Harnessing the Latent Space: From Steering Vectors to Model Calibrators for Control and Trust

Harnessing the Latent Space: From Steering Vectors to Model Calibrators for Control and Trust

利用潜在空间:从引导向量到用于控制与信任的模型校准器

Abstract: Language models have changed from unreliable text generators to highly-capable large models with trillions of parameters. Capability increases come hand-in-hand with increases in scale, making understanding the internal representations of models more challenging.

摘要: 语言模型已经从不可靠的文本生成器演变为拥有数万亿参数、能力极强的大型模型。能力的提升伴随着规模的扩大,这使得理解模型的内部表征变得更具挑战性。

Since millions of users increasingly rely on language models to interact with external tools or make decisions in medium or high-stakes scenarios, we need to establish control over model behavior and know when to trust model outputs.

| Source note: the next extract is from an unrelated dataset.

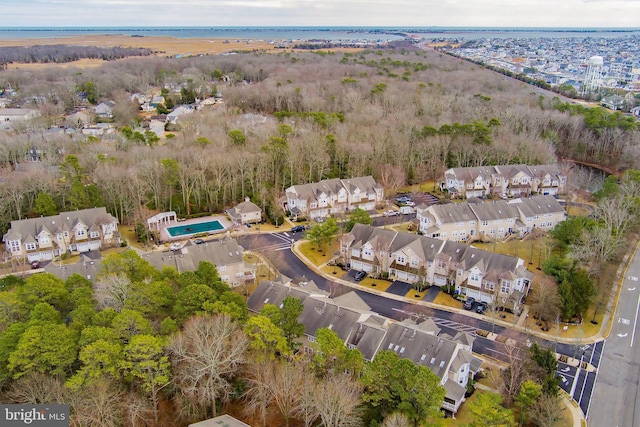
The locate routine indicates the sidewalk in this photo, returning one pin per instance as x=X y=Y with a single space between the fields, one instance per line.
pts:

由于数以百万计的用户越来越依赖语言模型来与外部工具交互,或在中高风险场景中做出决策,我们需要建立对模型行为的控制,并明确何时该信任模型的输出。

In this paper, we discuss our contributions on harnessing the latent spaces by proposing steering vectors for control and developing latent space-based model calibrators for trust. Together, our contributions help demystify the latent spaces of language models and offer new insights into how to harness model internals to build more trustworthy language technology.

在本文中,我们讨论了我们在利用潜在空间方面的贡献:通过提出用于控制的“引导向量”(steering vectors),以及开发基于潜在空间、用于增强信任的“模型校准器”(model calibrators)。我们的研究共同助力于揭开语言模型潜在空间的神秘面纱,并为如何利用模型内部机制构建更值得信赖的语言技术提供了新的见解。